Behavioral Fingerprinting
A behavioral fingerprint is a structural hash of an agent's execution pattern. It captures what the agent did — not what it said.
What's in a fingerprint
The fingerprint is computed from:
- Interaction type sequence — the ordered list of LLM_CALL, TOOL_CALL, HTTP_REQUEST, OTHER
- Tool name sequence — the ordered list of tools/models/endpoints called
- Step count — total number of interactions
These are hashed into a SHA-256 hex string. The hash version is v2 (tracked via _FINGERPRINT_HASH_VERSION to prevent silent invalidation across SDK updates).
Hashing modes
Set via SPOOLED_FINGERPRINT_MODE or the fingerprint_mode parameter.
sequence (default)
Order-sensitive. The hash is computed from the ordered sequence of interactions:
"v2|LLM_CALL:gpt-4|TOOL_CALL:search|TOOL_CALL:summarize|..." → SHA-256 → truncated to 16 hex characters
Interactions in the same parallel_group are sorted before hashing for determinism.
structural
Order-insensitive. Hashes the sorted unique set of interaction types and targets. Useful for ReAct-style agents where the loop count varies but the tool set is stable.
Intents
An intent is a distinct behavioral pattern identified by its fingerprint hash. A single agent can have multiple intents — for example, a customer support agent might have different tool sequences for returns vs. technical issues vs. order status.

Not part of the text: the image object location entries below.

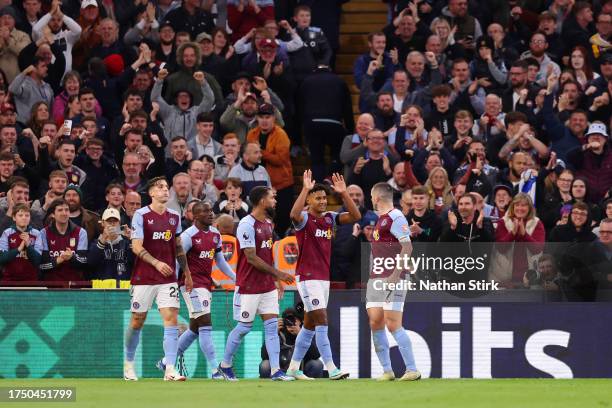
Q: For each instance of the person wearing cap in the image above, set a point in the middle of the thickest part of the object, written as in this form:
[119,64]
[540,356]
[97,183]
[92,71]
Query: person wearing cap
[275,146]
[88,220]
[240,115]
[191,17]
[189,58]
[12,41]
[180,117]
[89,20]
[110,256]
[593,161]
[65,32]
[243,16]
[30,87]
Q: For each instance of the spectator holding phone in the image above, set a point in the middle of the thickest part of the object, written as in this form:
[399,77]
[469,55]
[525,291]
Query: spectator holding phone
[110,256]
[289,325]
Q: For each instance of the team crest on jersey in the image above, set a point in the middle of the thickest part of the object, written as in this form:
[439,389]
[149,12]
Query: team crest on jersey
[207,254]
[323,233]
[164,235]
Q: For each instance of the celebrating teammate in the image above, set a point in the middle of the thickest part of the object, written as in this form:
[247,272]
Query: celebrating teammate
[314,233]
[202,244]
[256,290]
[391,237]
[155,231]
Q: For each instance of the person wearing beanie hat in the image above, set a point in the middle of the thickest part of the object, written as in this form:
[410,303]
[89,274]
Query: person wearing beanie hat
[17,39]
[88,220]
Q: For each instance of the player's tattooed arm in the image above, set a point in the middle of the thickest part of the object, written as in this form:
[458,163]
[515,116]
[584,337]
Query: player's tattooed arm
[263,267]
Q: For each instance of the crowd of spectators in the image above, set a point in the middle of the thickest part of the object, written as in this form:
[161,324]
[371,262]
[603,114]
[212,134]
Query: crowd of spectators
[491,121]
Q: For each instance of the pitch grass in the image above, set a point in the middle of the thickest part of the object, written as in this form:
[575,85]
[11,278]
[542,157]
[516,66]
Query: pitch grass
[497,393]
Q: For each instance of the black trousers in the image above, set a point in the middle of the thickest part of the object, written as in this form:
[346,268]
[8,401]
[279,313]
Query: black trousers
[317,136]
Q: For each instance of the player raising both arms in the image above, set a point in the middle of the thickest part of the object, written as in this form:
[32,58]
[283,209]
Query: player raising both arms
[155,231]
[391,237]
[202,244]
[256,280]
[314,233]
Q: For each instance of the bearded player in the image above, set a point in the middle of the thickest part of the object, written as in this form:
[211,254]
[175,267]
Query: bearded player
[391,237]
[155,231]
[258,284]
[202,244]
[314,233]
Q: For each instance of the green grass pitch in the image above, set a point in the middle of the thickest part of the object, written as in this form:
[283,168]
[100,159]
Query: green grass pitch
[497,393]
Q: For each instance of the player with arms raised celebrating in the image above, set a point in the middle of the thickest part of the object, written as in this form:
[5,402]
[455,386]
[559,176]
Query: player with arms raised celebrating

Baselines store statistics per intent, so comparison is always intent-scoped.
Similarity scoring
When a fingerprint doesn't exactly match, Spooled computes detailed similarity across three dimensions:
| Dimension | Method | Description |
|---|---|---|
| tool_jaccard | Jaccard similarity | Overlap of tool sets (ignoring order) |
| sequence_lcs | Longest common subsequence | Preserved ordering of tool sequence |
| error_jaccard | Jaccard similarity | Overlap of error patterns |
The overall similarity is a weighted composite. If ≥75%, the trace is classified as a variant of the closest baseline intent. Below 75%, it's classified as new.

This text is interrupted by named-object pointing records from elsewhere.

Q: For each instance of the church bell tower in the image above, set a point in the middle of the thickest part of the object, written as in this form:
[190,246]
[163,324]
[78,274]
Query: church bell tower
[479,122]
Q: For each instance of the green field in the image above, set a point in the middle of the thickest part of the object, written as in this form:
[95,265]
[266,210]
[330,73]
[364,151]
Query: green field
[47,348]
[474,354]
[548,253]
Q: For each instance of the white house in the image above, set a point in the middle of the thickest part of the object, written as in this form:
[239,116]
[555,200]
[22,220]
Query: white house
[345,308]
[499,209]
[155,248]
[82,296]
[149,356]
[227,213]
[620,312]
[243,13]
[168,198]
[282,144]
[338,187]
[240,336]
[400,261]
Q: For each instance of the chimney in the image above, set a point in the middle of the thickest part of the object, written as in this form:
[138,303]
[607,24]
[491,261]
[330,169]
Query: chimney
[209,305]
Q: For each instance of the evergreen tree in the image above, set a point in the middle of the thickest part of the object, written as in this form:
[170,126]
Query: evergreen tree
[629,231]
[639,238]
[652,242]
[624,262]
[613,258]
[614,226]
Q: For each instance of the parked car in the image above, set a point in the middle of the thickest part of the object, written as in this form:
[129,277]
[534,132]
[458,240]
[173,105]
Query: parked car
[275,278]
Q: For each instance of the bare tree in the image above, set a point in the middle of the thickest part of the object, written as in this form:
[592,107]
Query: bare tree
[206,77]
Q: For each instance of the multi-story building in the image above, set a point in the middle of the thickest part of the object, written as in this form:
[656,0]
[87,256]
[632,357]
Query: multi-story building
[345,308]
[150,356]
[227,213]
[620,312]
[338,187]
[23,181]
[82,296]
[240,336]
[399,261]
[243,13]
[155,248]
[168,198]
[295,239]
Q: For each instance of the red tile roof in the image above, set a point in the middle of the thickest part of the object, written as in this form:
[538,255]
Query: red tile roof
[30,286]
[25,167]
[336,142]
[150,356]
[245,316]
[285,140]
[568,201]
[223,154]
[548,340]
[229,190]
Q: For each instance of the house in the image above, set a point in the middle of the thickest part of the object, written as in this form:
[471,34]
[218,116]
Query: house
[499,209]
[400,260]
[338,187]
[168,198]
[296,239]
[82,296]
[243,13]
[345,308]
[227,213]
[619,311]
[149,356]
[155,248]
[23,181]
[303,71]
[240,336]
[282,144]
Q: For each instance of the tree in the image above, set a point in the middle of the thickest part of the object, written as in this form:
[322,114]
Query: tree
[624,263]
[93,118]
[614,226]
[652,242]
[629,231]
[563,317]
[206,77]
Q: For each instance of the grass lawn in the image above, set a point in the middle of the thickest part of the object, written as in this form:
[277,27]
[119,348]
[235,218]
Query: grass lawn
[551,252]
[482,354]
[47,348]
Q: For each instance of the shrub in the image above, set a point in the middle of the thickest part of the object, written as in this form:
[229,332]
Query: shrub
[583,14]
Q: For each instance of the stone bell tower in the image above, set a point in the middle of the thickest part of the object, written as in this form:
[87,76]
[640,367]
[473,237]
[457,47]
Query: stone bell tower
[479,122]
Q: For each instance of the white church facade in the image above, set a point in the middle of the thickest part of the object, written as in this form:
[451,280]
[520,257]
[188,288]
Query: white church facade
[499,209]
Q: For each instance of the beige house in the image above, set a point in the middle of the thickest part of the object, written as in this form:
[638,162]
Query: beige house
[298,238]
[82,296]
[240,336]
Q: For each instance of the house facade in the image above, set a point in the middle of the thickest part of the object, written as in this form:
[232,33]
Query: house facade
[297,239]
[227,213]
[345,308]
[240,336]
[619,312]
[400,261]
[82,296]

What fingerprinting catches
- Tools added or removed from the sequence
- Tool order changes (in sequence mode)
- Model swaps (e.g., gpt-4 → gpt-4o-mini)

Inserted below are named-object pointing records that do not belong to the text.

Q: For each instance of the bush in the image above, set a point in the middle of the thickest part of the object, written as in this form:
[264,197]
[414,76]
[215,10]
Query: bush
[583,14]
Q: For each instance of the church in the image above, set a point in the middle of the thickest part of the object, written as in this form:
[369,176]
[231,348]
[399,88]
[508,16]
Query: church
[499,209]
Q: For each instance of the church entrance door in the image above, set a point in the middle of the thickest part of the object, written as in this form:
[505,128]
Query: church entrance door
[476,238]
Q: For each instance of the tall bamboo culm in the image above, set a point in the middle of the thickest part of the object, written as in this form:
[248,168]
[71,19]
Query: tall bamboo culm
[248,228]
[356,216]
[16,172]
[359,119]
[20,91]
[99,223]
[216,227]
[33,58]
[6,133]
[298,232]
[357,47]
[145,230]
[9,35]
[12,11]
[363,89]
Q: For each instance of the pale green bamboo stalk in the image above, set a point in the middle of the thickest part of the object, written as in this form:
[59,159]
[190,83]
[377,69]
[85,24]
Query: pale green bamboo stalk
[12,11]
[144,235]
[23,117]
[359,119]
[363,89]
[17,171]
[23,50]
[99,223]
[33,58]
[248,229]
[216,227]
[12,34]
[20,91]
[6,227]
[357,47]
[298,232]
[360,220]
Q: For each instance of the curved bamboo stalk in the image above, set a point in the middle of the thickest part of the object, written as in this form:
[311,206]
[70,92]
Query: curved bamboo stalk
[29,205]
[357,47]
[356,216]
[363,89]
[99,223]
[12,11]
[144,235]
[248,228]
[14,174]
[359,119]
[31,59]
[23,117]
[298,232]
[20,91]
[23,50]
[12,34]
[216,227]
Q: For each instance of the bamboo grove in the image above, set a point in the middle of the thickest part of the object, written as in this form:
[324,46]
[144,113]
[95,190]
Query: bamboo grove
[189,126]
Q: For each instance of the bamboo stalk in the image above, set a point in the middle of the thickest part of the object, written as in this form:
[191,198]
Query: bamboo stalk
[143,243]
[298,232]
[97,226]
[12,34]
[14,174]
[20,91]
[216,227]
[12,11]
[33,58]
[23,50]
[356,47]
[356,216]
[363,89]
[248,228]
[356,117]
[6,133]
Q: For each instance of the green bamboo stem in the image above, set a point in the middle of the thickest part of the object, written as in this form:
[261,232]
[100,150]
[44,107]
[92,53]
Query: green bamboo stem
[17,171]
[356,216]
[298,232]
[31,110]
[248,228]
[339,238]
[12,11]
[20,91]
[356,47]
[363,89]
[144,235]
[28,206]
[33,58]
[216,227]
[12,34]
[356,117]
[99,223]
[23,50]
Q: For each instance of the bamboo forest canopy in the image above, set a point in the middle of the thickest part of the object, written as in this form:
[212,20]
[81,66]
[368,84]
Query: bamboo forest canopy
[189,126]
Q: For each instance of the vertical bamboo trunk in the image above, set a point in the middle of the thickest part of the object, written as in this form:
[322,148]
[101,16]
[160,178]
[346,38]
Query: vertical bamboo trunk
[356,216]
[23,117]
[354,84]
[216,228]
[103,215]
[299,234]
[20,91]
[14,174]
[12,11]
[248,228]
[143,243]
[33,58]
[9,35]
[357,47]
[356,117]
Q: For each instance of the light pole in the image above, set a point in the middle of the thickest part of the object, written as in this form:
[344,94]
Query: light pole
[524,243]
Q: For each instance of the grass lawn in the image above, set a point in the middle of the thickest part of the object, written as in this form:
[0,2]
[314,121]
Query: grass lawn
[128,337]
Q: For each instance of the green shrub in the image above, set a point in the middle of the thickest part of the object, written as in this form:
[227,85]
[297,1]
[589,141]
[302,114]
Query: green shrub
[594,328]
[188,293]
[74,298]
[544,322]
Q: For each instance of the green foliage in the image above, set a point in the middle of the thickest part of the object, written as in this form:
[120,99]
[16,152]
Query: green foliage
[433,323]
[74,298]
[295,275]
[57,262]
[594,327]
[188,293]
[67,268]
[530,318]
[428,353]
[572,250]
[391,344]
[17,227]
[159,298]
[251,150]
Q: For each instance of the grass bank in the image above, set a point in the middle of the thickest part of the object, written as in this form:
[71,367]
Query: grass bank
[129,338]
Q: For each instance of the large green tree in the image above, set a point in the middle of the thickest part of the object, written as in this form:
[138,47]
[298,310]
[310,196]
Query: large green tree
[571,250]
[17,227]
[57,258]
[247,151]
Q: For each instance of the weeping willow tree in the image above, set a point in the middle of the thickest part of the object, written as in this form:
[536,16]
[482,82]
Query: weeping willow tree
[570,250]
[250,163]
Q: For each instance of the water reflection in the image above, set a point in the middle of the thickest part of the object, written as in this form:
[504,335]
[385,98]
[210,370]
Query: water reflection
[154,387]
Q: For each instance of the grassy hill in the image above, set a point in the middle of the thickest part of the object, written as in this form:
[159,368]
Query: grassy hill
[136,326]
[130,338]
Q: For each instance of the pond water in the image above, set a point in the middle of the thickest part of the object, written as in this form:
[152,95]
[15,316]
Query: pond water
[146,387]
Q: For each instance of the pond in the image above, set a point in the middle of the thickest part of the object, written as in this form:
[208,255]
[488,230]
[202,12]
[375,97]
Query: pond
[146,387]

- Pipeline steps added or removed
- Extra LLM calls or tool calls
What it doesn't catch
- Semantic quality of outputs (use evals for that)
- Model refusals (requires output content analysis)
- Retrieval relevance (see
retrieval_regressionsignal) - Prompt injection (out of scope — use guardrails)
Fingerprinting is complementary to output evals. It catches structural regressions that evals miss (and vice versa).